Hardy, converted, took the answer. “Maybe not even, Jon. He's giving us rope, that's all. This is a death penalty case. All the issues have to be on the record. Hill's going to hold Cole to answer and he's willing to let us thrash around for a while before he does it. He might also enjoy watching Pratt and Torrey sweat.”

“It's more than that, I'm afraid, Diz,” Freeman said. “He's letting you develop an alternate explanation of events so completely that there won't be any room left for appeal if you lose. He's letting us lock ourselves in and throw away the key.”

“But these guys,” Rhodin began. “I mean, this whole thing with Cullen's death. It's got to mean something.”

Freeman nodded, acknowledging the point. “Sure, it means something. It means that these three guys are all slightly to very dishonest allies and may have tried to cheat to win this case, which in turn is politically important to Torrey's boss. Okay, so they overstepped their bounds. Does that mean that they purposely gave Cullen pure heroin so that he could inadvertently kill himself? What happened to Ridley Banks? I mean, what are we trying to get at here? And, most important, does any of it mean that Cole probably didn't kill Elaine? I don't think so. The judge is going to want to let a jury decide and a trial court won't allow hearsay, which means we've got nothing at all.”

And to this simple truth, there was no rebuttal. Hardy
rose to his feet and began pacing. “So what are you saying, David? Are you suggesting we stop trying to make the connections?”

“No. We still need those.”

Gina Roake asked, “Then what?”

Freeman removed his dead cigar long enough to take an appreciative sip of his wine. “We must be crystal clear in our minds that this is not some clever and ultimately empty legal strategy. Let's clearly acknowledge what we're doing here, and make no mistake about the gravity of it.”

Amy Wu spoke up. “We had better be accusing somebody else of murdering Elaine, is that what you're saying?”

Freeman nodded. “Otherwise it's just what Pratt called it. A smoke screen.”

Hardy stopped walking and fixed his gaze on the old man. Gina was bobbing her head in agreement. Jon Ingalls flashed a look around the table, then said what he obviously believed they all were thinking. “Visser.”

“We don't know that. Not yet,” Freeman corrected him gently. “It might just as well have been Logan. Or even Torrey.”

“No offense, Mr. Freeman, but I can't see that,” Curtis Rhodin offered. “Either one of them would have used Visser if they had wet work, don't you think?”

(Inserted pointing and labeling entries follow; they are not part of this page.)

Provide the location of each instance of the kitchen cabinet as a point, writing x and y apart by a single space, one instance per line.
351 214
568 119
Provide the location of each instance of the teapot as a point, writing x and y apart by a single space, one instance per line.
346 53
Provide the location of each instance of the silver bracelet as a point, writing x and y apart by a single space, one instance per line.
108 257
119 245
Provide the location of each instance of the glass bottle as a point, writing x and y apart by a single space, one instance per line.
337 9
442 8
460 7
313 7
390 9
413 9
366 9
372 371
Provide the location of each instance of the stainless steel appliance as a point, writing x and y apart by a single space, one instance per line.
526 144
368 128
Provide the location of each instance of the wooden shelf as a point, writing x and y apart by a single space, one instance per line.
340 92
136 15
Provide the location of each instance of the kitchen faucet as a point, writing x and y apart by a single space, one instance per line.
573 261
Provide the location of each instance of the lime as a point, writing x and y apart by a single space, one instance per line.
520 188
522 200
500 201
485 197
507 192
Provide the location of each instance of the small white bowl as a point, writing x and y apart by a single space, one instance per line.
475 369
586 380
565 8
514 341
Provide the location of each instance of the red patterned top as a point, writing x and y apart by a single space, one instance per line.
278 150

He shrugged. “If Logan was coked up, if Torrey was cornered. Who knows? And again, it might have been none of them.” They were waiting to hear more. “The point is that even if Dismas succeeds brilliantly in tying up our connections between these three men—and I have no doubt he'll do just that—all it gives us, at best, is a possible motive.”

“It gives us means, too, David, doesn't it?” Gina put in. “Any of them could have gotten their hands on the gun, couldn't they? After all, they're all in the criminal business one way or another. They're going to have access to guns.”

“Okay,” Freeman conceded, “maybe. But if they were playing cards together—or if they say they were—until
two o'clock on that night, we lose. If they see where Dismas is going with this and talk together tonight, for example . . .” He let his voice trail off.